The DNN model used grid search hyperparameter tuning tools to adjust the number of neurons and layers. The DNN model applied one input layer, two fully connected hidden layers, and one output layer. The first hidden layer had 52 neurons, and the second hidden layer had 13 neurons. RandomNormal was chosen as the initializer to initialize the random normal values, Relu and Adadelta were used as the optimizer in the hidden layers and output layer. EarlyStopping was applied to optimize the number of epochs to avoid the over-fitting problem, and validation loss is the indicator for the EarlyStopping monitoring.

Random forest classifier

The RF model applied the ‘Gini’ impurity metric (mean decrease in impurity) to determine the feature importance. For the design of RF model, GridSearchCV was used to adjust the value of parameters. After the hyper-parameters tuning, the maximum depth is set at 8, the maximum features set at “sqrt”, the minimum samples leaf set at 1, the minimum samples split is set at 2, and the number of estimators is set at 354.

Support vector machine

Three different kernels “Linear”, “Poly” and “RBF” apply for SVM models to generates three SVM models. Since SVM models are expected to compare the performance with other main models rather than achieve the best result, SVM models used the default value of parameters in this study.

Result

Experiment result

A performance representation of each of the machine algorithms used in our study under 5-folds cross validation are presented in Fig. 5. Comparison of the models revealed that the random forest model outperformed the others, with an AUC of 0.98 and a 95% CI of 0.89-0.98 for the prospective test set (Figs. 4 and 5). Overall, the significance of our work is multiple folds. For the general purpose, this study provides binary classification result using logistic regression model in the training set and G-mean was used to calculate the optimized threshold. After converting to binary classification, a sensitivity of 0.93 (95% CI: 0.92-0.94), a specificity of 0.93(95% CI: 0.92-0.94), a positive predictive value of 0.28(95% CI: 0.26-0.30) and a negative predictive value of 0.99(95% CI: 0.98-1.00) (Fig. 6). Statistical analysis was per- formed to compare the trained machine learning models using data from our cohort of inpatients from Hong Kong’s public hospitals between January 1, and September 30, 2020, 5,059 were diagnosed with COVID-19 using RT-PCR (n= 5,059) (median age = 46 years; 49.3% male) and 532,427 patients were controls.

Fig. 5
figure 5

Comparison of ROC curves for all tested models

Fig. 6
figure 6

Top 20 immunological and metabolic biomarkers

The importance of each feature in the data set was calculated using the feature importance package on CityU High performance Computing (HPC). The calculated values are shown in Table 2, and the results obtained with each algorithm when using different numbers of patient records are shown in Table 3.

Table 2 Feature importance results and values
Table 3 Comparison of the models performance with different data size

The top 20 most important immunological and metabolic biomarkers included in the model are ranked in Figs. 6 and 7 and Table 2.

Fig. 7
figure 7

Top 20 immunological and metabolic biomarkers

Figures 6 and 7 depict SHapley Additive exPlanations (SHAP) beeswarm plots of the SHAP values for the most important immunological and metabolic biomarkers.

The biomarkers are arranged along each vertical axis by their mean absolute SHAP values. The position of each point on the horizontal axis shows the impact of that feature on the classifier’s ability to predict the outcome of a given COVID-19 patient.

Finally, a sample prediction of the risk of mortality is given using the model that helps in predicting the risk of mortality, as shown in Fig. 8.

Fig. 8
figure 8

Sample prediction of the risk of mortality

Validation result

To validate the model, data from a cohort of 131 COVID-19 patients including 124 (who had recovered), six (who were deceased), and one whose situation was unknown, were obtained from the Kwong Wah Hospital.
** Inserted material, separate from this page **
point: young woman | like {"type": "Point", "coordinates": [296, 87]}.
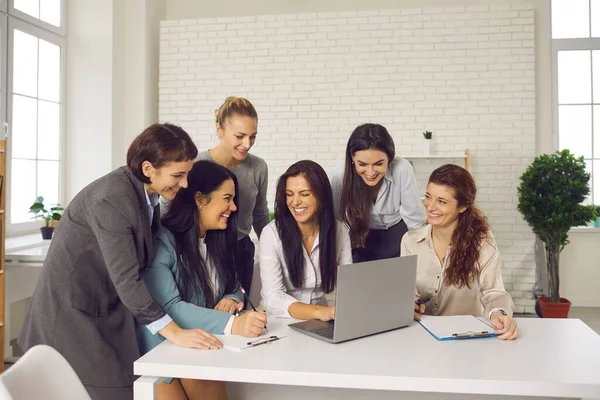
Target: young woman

To avoid potential overlap of the data between training, testing and validation sets, patients with a confirmed COVID-19 infection before September 30,2020, were excluded from this validation data set.

Finally, 77 patients were included in the validation dataset, among whom 73 patients had recovered, and 4 were deceased.

Although only 33 of the 53 input features provided by the hospital was included in the validation set, 18 of the top 20 most important features were included. The results of validation analysis are shown in Fig. 8. An AUC value of 0.90 (0.88-0.92), a sensitivity of 0.67 (0.62-0.69), a specificity of 0.94 (0.92-0.95), a positive predictive value of 0.36 (0.34-0.38) and a negative predictive value 0.98 (0.96-0.98) was obtained for the random forest model (Fig. 9). The model we developed in our study effectively predicted mortality due to COVID-19 based on immunological and metabolic biomarkers in our sample.

Fig. 9
figure 9

Receiver operating characteristic curve analysis of model validation data

Discussion

In this large study of inpatients from Hong Kong’s Hospital Authority public hospitals between January 1, and September 30, 2020, we identified top 20 immunological and metabolic biomarkers that can accurately predict the risk of mortality from COVID-19 with ROC-AUC of 0.98 (95% CI 0.96-0.98). These biomarkers are hematological, coagulation, cardiac, hepatic, renal and inflammatory factors and can be used by physicians to design treatment strategies to prevent COVID-19 patients from developing critical conditions. Optimization of clinical priorities can reduce the burdens currently faced by health care systems by facilitating optimization of the management of healthcare resources during future waves of the COVID-19 pandemic. The AUC value of the model presented in this paper is higher than most of the related findings so far [12, 1317,18,19,20].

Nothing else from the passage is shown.